Cette initiative reposait sur un calcul diplomatique approximatif, visant à monnayer l’accès aux minerais stratégiques de la RDC contre un soutien militaire ou des pressions coercitives sur le Rwanda et le M23.
Ses conseillers, dans une inadvertance politique qui relève presque de la faute professionnelle, omirent de lui rappeler que depuis l’humiliation subie en Somalie en 1992, les États-Unis s’abstiennent d’engager leurs forces militaires sur les théâtres de guerre africains.
Le pari de Kinshasa s’est rapidement retourné contre lui. Washington, loin d’accepter une posture coercitive, a requalifié la démarche congolaise en processus de médiation, inscrivant la crise dans une logique de désescalade régionale plutôt que de confrontation.
L’accord qui en est issu, dit de Washington, fut perçu par Tshisekedi comme une défaite diplomatique et une humiliation politique : il impose à la RDC des obligations lourdes, notamment la neutralisation des FDLR et wazalendo, groupes armés que Kinshasa avait auparavant mobilisés ou instrumentalisés dans une stratégie régionale étendue.
Ces forces, opérant sous le label des VDP WAZALENDO et en lien avec le Burundi de Ndayishimiye, poursuivaient un projet conjoint visant à affaiblir ou à renverser le régime de Kigali.
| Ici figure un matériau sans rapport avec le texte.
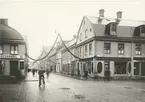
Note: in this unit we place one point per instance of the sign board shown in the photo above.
(11, 56)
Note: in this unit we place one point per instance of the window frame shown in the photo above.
(142, 28)
(90, 51)
(113, 29)
(120, 51)
(86, 50)
(80, 36)
(86, 35)
(14, 53)
(137, 51)
(107, 51)
(1, 49)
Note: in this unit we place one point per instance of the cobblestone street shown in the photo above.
(63, 89)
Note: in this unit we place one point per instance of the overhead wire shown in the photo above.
(35, 60)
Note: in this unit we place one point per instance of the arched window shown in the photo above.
(99, 67)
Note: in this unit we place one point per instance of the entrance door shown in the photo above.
(143, 69)
(106, 68)
(13, 68)
(136, 70)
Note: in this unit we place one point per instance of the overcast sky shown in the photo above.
(38, 19)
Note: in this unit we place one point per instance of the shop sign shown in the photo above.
(11, 56)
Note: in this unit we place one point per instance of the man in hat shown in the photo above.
(41, 76)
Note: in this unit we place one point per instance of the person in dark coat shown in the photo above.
(41, 76)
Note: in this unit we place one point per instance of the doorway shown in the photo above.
(13, 68)
(143, 69)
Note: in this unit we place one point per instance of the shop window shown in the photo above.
(21, 65)
(107, 48)
(99, 67)
(90, 49)
(129, 68)
(120, 68)
(86, 50)
(120, 49)
(14, 49)
(138, 49)
(1, 49)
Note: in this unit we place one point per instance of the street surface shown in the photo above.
(64, 89)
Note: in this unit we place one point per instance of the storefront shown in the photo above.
(113, 66)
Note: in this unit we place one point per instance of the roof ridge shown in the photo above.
(116, 18)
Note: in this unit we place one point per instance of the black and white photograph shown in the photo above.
(72, 50)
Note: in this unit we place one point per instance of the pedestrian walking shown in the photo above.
(47, 73)
(86, 74)
(41, 76)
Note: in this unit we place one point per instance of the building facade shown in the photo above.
(68, 60)
(112, 45)
(12, 51)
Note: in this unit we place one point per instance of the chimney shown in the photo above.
(119, 15)
(74, 36)
(4, 21)
(101, 13)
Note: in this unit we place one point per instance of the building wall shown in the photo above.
(114, 49)
(86, 24)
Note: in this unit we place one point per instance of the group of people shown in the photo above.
(41, 75)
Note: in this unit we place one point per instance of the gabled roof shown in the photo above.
(9, 34)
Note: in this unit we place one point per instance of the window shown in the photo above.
(14, 49)
(80, 36)
(120, 49)
(138, 49)
(86, 33)
(120, 68)
(142, 29)
(107, 48)
(80, 51)
(21, 65)
(90, 29)
(1, 49)
(99, 67)
(90, 49)
(113, 27)
(86, 50)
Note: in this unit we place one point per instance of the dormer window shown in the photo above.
(138, 49)
(14, 49)
(139, 31)
(111, 28)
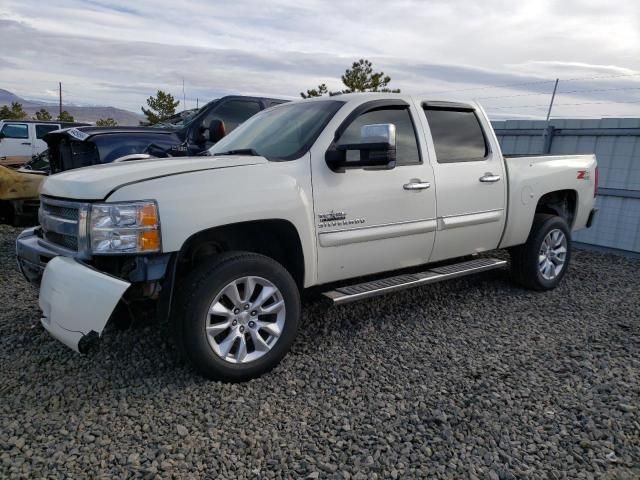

L’accord de Washington contraint donc directement une stratégie sécuritaire jusque-là librement assumée par Kinshasa et Bujumbura, révélant l’impasse dans laquelle s’est engagé le président congolais.
Le retour en Angola : temporisation ou sincérité
Face à cette impasse, Félix Tshisekedi opère aujourd’hui un retour vers la médiation angolaise, qu’il avait naguère marginalisée ou boycottée.
Mais ce retour s’opère dans un contexte profondément reconfiguré, alourdi par les accords de Washington et de Doha déjà paraphés, dont la communauté internationale exige désormais une mise en œuvre rigoureuse et sans faux-semblants.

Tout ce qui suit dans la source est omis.